Ainsi Décrire (le livre) suppose, en résumé, et en son centre, une qualification et une postulation des « actes ». 

 

Ces actes sont strictement judicatifs dans nombre de situations et particulièrement quand ce sont des contenus non-conceptuels qui sont appréhendés, par exemple des qualités ou des émotions. La triade acte-contenu-objet, telle que caractérisée par Twardowski (Zur Lehre, 1894), oriente l’acte vers le contenu et le contenu vers l’objet. —  Une dissociation que n’avait pas faite Brentano dans sa Psychologie en 1874. Dans cette hypothèse, l’acte peut-il jamais devenir son propre contenu ou se prendre pour « objet », y compris en étant latéralisé in obliquo ? La question reste ouverte. L’idée de direction « vers » avait été déjà pointé par Höfler (1890), comme étant la direction supposée de l’activité psychique en propre, bien qu’elle ne soit pas toujours déterminée univoquement : en propre, elle demeure une vection caractérisante de l’energeia psychique. Sans quoi les en parerga (les formes indirectes et impliquées) seraient des mots creux, alors qu’ils sont essentiels au modus obliquus ; ils attestent formellement de la secondarité brentanienne. En se rapportant à un contenu, on fait exister l’objet, disent les premiers brentaniens : ainsi on voit, on entend, on juge tout aussi latéralement que directement, — alors que, pour ses objecteurs, si l’on se « dirige » vers un contenu, l’objet du jugement n’est plus directement évidencié (il devient irréel).  Brentano est sensible à cette objection. Il n’est donc pas inutile de reformuler la question. — Cette énergie dividualisante serait-elle la « marque du mental », comme le disent nos contemporains, en reprenant ad nauseam un barbarisme devenu courant ? Pour Brentano, cette direction de l’energeia est relativement indépendante de l’assignation dynamique par les causes ou par les effets psychiques : puisque si c’était cela, au sens empirique, celle-ci serait alors ramenée à la dynamis représentationnelle (au sens où l’on dit, par exemple, que le cerveau est une « machine à attendre »). Une telle acception est justement celle du « représentationalisme » d’aujourd’hui sous tous ses formes, tel qu’il est désigné dans diverses écoles de pensée de façon très cohérente. Mais Brentano se limite à la première caractérisation isolant ce qui est noétique dans ce qui est descriptible de deux façons, comme quelque chose de sensible et d’après sa manifestation mentale.
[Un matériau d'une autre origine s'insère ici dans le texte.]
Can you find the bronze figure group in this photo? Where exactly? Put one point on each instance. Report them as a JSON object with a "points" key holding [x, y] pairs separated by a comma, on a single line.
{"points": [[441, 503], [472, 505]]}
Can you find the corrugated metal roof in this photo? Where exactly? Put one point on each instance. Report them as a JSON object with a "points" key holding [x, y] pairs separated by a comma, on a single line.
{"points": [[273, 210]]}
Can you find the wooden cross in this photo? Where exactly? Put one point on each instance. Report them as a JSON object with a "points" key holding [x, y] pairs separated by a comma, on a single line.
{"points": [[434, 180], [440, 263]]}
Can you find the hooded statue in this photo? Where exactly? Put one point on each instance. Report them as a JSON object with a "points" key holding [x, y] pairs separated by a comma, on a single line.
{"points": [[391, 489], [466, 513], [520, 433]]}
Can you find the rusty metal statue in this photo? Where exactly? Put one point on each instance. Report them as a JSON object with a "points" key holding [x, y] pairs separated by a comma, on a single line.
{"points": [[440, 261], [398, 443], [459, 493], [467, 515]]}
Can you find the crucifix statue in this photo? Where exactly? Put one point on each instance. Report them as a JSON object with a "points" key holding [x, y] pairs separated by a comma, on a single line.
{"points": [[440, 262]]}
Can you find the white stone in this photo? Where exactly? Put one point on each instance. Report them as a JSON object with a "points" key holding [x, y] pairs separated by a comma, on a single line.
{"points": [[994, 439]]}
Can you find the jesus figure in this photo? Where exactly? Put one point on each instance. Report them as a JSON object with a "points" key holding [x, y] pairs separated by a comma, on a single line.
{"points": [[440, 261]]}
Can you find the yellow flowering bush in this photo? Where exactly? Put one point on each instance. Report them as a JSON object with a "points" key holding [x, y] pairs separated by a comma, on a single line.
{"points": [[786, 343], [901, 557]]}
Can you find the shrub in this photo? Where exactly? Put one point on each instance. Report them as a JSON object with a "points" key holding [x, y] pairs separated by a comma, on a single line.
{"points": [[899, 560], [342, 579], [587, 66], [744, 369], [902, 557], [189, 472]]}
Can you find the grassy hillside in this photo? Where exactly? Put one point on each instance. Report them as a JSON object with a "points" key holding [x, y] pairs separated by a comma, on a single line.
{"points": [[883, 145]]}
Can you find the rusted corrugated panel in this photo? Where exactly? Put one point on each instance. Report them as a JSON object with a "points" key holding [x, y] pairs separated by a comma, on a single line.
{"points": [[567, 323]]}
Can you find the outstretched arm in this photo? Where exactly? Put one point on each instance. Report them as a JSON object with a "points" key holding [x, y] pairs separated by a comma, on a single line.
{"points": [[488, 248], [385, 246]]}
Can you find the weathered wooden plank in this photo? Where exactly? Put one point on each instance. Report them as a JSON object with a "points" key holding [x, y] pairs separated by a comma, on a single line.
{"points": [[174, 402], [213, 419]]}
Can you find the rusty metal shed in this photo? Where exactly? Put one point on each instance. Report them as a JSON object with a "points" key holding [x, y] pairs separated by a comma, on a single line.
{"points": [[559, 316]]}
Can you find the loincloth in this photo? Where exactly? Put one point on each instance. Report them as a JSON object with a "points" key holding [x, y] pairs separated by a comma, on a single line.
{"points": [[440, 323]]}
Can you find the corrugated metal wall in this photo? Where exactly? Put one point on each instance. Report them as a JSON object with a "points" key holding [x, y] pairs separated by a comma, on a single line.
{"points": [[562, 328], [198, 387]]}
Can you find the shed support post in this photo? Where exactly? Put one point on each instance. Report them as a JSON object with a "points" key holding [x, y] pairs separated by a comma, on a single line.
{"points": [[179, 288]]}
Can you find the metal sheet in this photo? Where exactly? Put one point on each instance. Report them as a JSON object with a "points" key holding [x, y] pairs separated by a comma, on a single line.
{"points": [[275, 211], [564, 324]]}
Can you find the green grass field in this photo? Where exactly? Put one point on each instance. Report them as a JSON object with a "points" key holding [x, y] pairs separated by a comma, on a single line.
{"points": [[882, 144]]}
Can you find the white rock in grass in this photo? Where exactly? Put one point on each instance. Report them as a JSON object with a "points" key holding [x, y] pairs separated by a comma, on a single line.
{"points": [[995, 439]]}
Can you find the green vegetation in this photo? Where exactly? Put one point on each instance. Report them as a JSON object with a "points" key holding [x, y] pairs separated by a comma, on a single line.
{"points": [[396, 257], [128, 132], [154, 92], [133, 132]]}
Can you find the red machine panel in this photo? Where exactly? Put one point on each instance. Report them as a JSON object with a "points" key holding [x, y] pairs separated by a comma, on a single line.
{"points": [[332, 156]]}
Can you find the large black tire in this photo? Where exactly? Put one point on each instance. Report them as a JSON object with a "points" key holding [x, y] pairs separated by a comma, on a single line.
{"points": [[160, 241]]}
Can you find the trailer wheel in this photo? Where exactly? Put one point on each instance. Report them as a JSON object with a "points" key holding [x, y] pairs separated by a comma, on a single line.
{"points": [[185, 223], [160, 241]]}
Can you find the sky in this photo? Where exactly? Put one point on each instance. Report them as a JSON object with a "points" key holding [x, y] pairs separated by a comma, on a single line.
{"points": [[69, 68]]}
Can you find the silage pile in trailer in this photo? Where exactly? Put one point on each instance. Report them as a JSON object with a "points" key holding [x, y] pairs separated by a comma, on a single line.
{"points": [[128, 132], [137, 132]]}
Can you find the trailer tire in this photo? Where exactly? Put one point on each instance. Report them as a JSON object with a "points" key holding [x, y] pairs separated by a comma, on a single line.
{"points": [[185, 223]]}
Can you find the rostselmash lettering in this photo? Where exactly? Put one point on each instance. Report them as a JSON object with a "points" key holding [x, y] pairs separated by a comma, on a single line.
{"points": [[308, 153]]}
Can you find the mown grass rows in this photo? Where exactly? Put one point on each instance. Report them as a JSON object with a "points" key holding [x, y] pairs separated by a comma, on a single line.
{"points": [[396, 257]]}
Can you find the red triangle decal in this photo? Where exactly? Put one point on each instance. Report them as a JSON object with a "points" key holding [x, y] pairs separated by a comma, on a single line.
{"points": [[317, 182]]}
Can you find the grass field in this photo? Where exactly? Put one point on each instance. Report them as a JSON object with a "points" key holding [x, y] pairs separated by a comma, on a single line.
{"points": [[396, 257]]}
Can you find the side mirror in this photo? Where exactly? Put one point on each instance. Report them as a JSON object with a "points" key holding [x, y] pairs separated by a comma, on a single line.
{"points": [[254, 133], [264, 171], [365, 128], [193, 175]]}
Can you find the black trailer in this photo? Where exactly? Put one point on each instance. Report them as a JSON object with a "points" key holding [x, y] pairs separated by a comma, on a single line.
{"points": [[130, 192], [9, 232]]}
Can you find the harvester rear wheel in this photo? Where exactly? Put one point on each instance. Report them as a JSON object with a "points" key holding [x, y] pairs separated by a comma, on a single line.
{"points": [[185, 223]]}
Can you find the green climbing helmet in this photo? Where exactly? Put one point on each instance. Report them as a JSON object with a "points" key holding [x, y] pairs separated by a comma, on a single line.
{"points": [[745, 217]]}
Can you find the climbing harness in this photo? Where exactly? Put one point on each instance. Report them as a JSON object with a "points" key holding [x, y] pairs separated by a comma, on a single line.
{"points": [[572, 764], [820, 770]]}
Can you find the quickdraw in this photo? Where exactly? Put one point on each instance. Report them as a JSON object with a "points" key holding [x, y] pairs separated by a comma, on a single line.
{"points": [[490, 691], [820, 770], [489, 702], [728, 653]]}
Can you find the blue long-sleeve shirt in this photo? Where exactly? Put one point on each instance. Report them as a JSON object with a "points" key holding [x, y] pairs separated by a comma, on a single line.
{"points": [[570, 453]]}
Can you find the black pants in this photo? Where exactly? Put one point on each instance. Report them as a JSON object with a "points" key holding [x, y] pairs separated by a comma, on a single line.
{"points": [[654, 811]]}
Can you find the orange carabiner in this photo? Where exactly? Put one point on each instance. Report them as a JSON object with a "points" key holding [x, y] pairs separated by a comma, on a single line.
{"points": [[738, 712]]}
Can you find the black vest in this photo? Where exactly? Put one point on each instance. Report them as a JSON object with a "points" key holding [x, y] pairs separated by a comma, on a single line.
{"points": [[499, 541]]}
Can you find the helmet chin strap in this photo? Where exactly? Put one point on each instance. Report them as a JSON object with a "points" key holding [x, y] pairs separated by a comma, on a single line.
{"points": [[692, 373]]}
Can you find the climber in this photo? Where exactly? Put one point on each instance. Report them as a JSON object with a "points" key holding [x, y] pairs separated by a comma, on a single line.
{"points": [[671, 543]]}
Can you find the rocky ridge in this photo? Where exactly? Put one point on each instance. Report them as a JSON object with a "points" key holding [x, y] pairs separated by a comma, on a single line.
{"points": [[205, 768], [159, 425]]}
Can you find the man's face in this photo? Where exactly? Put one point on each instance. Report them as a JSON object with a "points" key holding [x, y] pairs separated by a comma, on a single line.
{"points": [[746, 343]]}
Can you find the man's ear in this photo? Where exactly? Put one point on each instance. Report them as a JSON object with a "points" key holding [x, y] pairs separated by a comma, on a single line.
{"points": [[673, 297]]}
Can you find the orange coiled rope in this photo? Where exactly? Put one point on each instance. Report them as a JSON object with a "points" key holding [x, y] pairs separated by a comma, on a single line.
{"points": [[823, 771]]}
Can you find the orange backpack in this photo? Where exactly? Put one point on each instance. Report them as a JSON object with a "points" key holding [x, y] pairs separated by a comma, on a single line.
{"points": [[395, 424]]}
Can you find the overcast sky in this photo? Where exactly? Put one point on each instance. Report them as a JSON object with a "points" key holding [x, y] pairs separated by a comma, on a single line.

La représentation ne fixe pas la référence.

 

Je trouve la diversification proposée ici particulièrement réussie pour ce qui est de la classification des actes : d’où le florilège des « actes mentaux » (p.8, 13) des « actes superposés », des « actes affectifs », des « actes de présenter » (p.31), des « actes propositionnels », des « actes spirituels » (p. 35) des « actes de juger », des « actes de préférer » (p.162). (Je me souviens ici de l’essai de Mulligan sur les actes sociaux et la promesse, paru en 1987, qui proposait déjà une lecture décapante). Dans tous ces cas — qui se justifient dans le détail —, le rapport à la puissance n’est pas toujours déterminable. Ce qu’a en tête Brentano, c’est que l’acte est premier par rapport à la fonction (par où il se distingue de Stumpf), de sorte que la Vorstellung relève d’une activation de l’esprit qui n’est jamais dérivée d’autre chose, ni n’est le fruit d’une inférence. J’ai souligné ci-dessus que la thèse, adoptée par les A., admise par Textor, et de nombreux commentateurs, est telle — au plan ontique —, que l’acte devienne son propre objet (p.36) : mais il faut entendre par là qu’il a la puissance de se donner son objet, c’est-dire de le remarquer (sans le confondre avec cet acte même), lequel objet devient en puissance remarquable. 

 

Il n’est pas faux d’affirmer que la dissociation qualitative du contenu et de l’objet — au sens épistémique — s’efface progressivement dans son œuvre, à la différence de ce qui se passe chez Meinong, et que Brentano dans son ImmanenzKrise finisse par considérer que l’objet immanent est une fiction, et par essence un « non-réel ». Je ne pense pas néanmoins qu’il faille exagérer cette séparation des emplois entre energeia et dynamis : c’est-à-dire dans tous les cas où l’acte est antérieur à la puissance —on l’oublie toujours, soit lorsque l’affirmation conditionne le jugement résultant, soit quand la perception distingue la conformité ce qui est ressenti de sa base nerveuse ou morale. Une illustration de cette thèse est fournie au chapitre Prendre plaisir qui propose une étonnante dialectique des caractéristiques du module sentimentaire. Massin appelle sentiments ceux qui sont conscients d’eux-mêmes, et il montre que l’hédonisme réflexif est intenable ou qu’il conduit à l’aporie, puisque l’objet et l’acte se diraient l’un par l’autre. Comment distinguer le frisson et ces variantes épicritiques ou épidermiques (le retour d’une touche sur un piano de bonne facture, un exemple de Brentano, ou le retour du « clic » sur le doigt quand il effleure la dalle tactile de nos appareils électroniques, sans que la lévitation acoustique qui provoque le décollement du doigt, ne me soit perceptible à très grande vitesse) ? En quoi ces sentiments-là, non-réflexifs et non-intentionnels, mais non pas inconscients, sont-ils encore des sentiments, ou ne sont-ils pas simplement des « sensations émotionnelles » strictement indéterminables au sens physique ? Sur le fond des choses — et c’est ce qui fait toute la portée de cette contribution (p.123-154) — la clarté de l’exposé de Prendre plaisir, consiste à isoler ces trouble-makers que sont les plaisirs corporels qui ne semblent pas être des en parerga, comme le sont les plaisirs de l’esprit. Le lecteur ne peut rester impavide devant cette démonstration rigoureuse. Il est notable que l’A. garde à l’esprit ce qui est pertinent et ce qui ne l’est pas pour cerner ces objets physiques qui n’ont pas de qualités sensibles en propre, que je préfèrerais appeler plus simplement des affects somatiques. Son sujet est de contrer le dualisme bien connu opposant l’hédonisme sensitif et les « sentiments de plaisir » : à ce titre, la double critique qu’il opère d’Hamilton et de Stumpf est réellement imparable.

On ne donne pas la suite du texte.